Some teams used those contracts for workers above those categories. The change does not affect major or minor league players.
Clubs now have to draw up their own contracts for employees, which means that at least some of the contracts can now vary from team to team. Many UECs expire at the same point in a year, often on October 31, others on December 31. This means that some employees whose contracts expired at the end of October as of November 1 will now be subject to the new one. Group-specific contracts.
One longtime scout said Tuesday he feared clubs would try to incorporate language that now applies to personnel in a new way. Another classic scouting concept is that teams can also use independence as a competitive advantage to attract and retain top talent.
The switch is intended to shield the league office from liability, league sources said. The idea is that if a team is now sued in an employment case, it will be more difficult to successfully include the league as a joint employer defendant.

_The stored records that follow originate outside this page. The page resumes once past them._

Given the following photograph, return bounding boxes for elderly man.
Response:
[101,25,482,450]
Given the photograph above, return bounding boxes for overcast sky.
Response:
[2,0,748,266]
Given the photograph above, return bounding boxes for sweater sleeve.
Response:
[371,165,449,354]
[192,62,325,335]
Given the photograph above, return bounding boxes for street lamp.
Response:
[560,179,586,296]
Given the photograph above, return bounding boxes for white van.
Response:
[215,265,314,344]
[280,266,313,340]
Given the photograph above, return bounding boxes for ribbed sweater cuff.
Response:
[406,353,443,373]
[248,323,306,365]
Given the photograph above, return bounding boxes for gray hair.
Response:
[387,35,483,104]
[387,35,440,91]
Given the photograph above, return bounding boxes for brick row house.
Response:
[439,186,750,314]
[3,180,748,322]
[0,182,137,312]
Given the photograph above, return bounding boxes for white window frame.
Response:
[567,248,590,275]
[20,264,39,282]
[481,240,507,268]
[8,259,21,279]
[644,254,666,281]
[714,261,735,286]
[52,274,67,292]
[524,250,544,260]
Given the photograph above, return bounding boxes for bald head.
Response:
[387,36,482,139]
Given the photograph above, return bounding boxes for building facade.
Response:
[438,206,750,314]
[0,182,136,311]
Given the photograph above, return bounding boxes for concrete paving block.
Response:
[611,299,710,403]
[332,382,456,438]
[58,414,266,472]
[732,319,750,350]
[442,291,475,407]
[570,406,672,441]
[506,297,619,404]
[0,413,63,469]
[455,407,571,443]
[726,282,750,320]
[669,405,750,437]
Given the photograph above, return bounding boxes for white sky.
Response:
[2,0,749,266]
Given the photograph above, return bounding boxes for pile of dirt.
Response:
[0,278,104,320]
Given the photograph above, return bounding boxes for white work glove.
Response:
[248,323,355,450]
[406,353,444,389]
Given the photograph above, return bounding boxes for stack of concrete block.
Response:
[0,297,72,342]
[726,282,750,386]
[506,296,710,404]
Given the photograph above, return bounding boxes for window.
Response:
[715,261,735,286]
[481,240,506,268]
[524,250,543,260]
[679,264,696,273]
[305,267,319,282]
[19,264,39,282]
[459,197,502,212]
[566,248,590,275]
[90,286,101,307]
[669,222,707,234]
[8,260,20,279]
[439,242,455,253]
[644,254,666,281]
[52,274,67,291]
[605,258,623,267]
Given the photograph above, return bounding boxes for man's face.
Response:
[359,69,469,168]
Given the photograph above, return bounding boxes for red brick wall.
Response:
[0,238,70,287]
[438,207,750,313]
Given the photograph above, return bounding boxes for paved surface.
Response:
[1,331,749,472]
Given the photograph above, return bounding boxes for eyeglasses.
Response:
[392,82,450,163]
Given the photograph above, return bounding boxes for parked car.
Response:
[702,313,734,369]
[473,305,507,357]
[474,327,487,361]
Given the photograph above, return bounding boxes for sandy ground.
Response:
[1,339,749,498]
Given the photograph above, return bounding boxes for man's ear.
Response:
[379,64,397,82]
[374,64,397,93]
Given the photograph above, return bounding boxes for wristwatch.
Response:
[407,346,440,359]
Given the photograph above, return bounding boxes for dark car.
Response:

It could also help the league if future antitrust litigation comes up with employment issues.
MLB has seen a variety of employment lawsuits in recent years. The end of UECs this year comes amid age discrimination lawsuits against both teams and league offices. MLB reached a $185 million settlement with the minor leagues last year.
Garrett Broschus, an attorney who represented minor league players in that case, said the effect of moving away from UECs on injured workers may not be immediately clear.
Broschus referred to the UECs as “known evil”. They included an anti-fraud clause that prevented contract workers from negotiating with another team while under contract, a measure critics found restrictive in small industries like baseball. Withdrawal from the UEC does not necessarily mean that clauses or other similar matters will disappear.
“The devil is in the details,” Broshuis said. “Groups show themselves to be more stressful. Are they going to basically do the same thing? What’s going to happen instead? That’s the great unknown.”
“I’d say a lot, at least in the short term, it’s going to be more of the same with teams mirroring each other based on what’s been done before.” … Sometimes they hope that competition will take over and that more favorable terms will begin to appear for workers.
The UEC’s hosting clause and other elements are considered by legal experts to have previously been aided by baseball’s exclusive exemption.
Several years ago, Broschus represented the Scouts in a lawsuit challenging the defamation clause among other UEC units. In this case the League prevailed, and antitrust exemption was a vital part of the League’s defense.
“If a scout signs a contract with the club and it’s the club’s official policy that we don’t let you out of the contract unless we’re asked and they’re going to call us etc., that’s it. The contract,” Stephen Ross, executive director of Penn State’s Center for the Study of Community Sports, said in a 2021 interview. “The problem with antitrust is when clubs mutually agree that they will not compete on that field. So if there was an agreement between clubs that they would only include this whole process in their scouts contracts, that would be an antitrust violation.
Exemptions can still give MLB teams the confidence to effectively protect certain elements of contracts, even if the contracts are generally different. And at the same time, a generally more diverse contract could help the league’s defenses in the event of future labor-related antitrust litigation.
MLB is constantly under fire for its treatment of both minor league players and minor league owners. The latter’s antitrust case was appealed to the Supreme Court.
The elimination of UECs would require a vote among MLB owners because they are included in the Major League Rules, a governing document controlled by the league.
UECs were in the news during the sport’s COVID-19 shutdown when MLB suspended labor contracts in 2020.